After the starting gates open, contestants drive their pigs through a maze of straw bales, stop midway to grab a paper garland to wear around their neck, blow a horn, then round the course through a pair of hula hoops, put on oversized sunglasses, dash back to the starting gate and slam it shut before the stop watch records their time.
The gate and his failure to heed the runner's admonition, "never look back,' caused Varn's downfall.
Varn was comfortably ahead of Hernando High principal Betty Harper when his pig dashed back into the starting chute. But Varn failed to close the gate as he looked back to see where his competition was, and his pig scooted out and back down the course. Harper won the heat.
Matt Malory's costume contributed to his defeat. He worn a Hawaiian grass skirt over jeans. "It's trying to eat me," Mallory said loudly, as his four-legged companion munched away.
Beating him was ferrier Jason Biggs, who wore a purple tutu over jeans and waved a silver foil pinwheel.
The Ahrens-Walker race couldn't have been closer: Ahrens at 41 seconds, Walker at 42 seconds. The crowd of more than 200 spectators hollered for a rematch.
The competitors took deep breaths and prepared to run again, wielding sponge "noodles" to direct their beasts. Both hogs started out of their gates backward. Neck and neck again, until Ahrens forgot to pick up the sunglasses and had to run back. Result: Walker 52 seconds; Ahrens 1 minute 6 seconds.
A call to the audience for volunteers produced a winner. 4-H parent Ed Taselski challenged county farm extension agent Stacy Strickland to a duel. Strickland had been calling the races on the microphone. Taselski turned in a time of 38 seconds to Strickland's 41.
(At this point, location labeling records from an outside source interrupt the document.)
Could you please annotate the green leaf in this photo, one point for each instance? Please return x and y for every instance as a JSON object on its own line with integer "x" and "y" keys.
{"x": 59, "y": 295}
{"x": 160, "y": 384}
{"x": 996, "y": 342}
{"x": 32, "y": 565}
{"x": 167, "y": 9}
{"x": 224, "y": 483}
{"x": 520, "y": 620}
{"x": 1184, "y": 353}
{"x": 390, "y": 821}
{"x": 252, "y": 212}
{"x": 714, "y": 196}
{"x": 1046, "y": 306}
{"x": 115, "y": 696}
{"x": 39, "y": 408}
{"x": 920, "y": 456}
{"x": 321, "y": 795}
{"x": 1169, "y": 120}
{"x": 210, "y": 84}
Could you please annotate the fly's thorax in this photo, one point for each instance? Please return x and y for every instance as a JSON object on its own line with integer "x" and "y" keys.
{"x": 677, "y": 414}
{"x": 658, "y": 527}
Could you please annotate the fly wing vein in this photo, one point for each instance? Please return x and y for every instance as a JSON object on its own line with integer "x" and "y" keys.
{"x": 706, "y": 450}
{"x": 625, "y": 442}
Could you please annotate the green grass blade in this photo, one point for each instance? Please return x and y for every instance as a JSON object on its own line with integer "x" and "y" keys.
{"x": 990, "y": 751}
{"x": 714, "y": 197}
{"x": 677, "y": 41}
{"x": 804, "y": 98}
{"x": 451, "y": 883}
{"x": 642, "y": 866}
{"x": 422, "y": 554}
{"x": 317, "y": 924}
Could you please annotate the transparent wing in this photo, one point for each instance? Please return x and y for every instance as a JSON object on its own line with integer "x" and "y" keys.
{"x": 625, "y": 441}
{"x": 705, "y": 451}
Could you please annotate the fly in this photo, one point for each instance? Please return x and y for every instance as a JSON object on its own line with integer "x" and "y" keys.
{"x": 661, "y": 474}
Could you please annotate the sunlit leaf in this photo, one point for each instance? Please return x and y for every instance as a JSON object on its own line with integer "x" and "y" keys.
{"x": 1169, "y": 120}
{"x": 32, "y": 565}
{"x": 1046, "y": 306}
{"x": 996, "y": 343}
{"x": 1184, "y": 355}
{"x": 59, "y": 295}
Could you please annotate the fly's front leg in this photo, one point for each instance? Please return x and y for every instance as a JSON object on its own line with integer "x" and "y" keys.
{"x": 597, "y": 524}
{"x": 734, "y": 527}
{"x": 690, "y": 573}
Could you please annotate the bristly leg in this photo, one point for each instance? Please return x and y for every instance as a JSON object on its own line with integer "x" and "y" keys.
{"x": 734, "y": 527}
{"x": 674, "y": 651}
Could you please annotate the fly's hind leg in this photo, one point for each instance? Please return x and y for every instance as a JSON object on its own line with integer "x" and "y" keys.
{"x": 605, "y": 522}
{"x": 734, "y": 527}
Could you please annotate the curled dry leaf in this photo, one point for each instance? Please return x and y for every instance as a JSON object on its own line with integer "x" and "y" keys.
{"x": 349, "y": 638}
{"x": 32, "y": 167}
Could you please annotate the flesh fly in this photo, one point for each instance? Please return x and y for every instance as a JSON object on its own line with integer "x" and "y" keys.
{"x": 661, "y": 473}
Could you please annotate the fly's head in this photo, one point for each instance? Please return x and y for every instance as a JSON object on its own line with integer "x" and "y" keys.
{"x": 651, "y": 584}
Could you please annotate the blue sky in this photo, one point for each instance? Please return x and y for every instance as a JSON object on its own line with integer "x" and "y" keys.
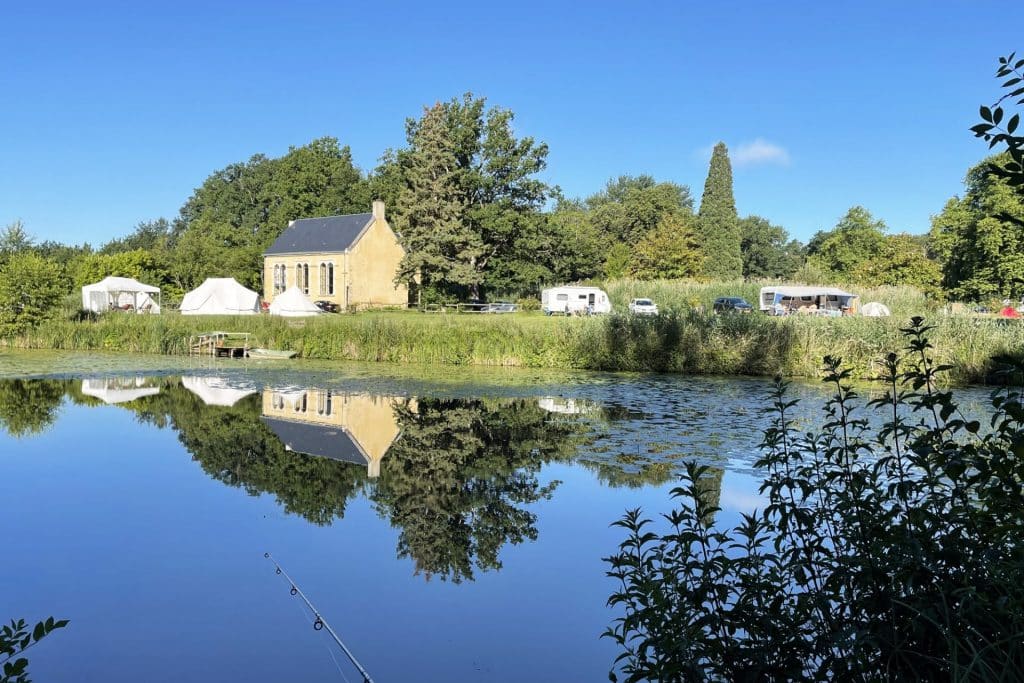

Watching raptly, and cheering on any Central High representatives were Millie Strmensky of Brooksville and her 4-year-old granddaughter, Dallas Strmensky.
Dallas's mother, Amanda, had begged her parents, Millie and Philip Strmensky, to allow her to raise a pig when she enrolled at Central High. But the family lived in suburban Spring Hill, with no facilities for raising livestock. Amanda had a friend who offered to keep the hog at her Brooksville farm. So in her junior year, Amanda raised another hog. As a senior in 2000, she added a steer project to her pig keeping.
While studying to become a veterinary technician, Amanda was killed in an automobile accident in 2002. She was a single mother at the time and had been bringing Dallas to the fair since the youngster was five months old. The family has kept up the tradition.
"We haven't missed one (fair)," said Millie Strmensky. "She loves it."
Back inside the show ring at the fair, alumni treasurer King announced the first pig derby raised more than $1,000 for the scholarship fund, to be shared equally by the Hernando and Central FFA chapters.
"It was more than expected," King said.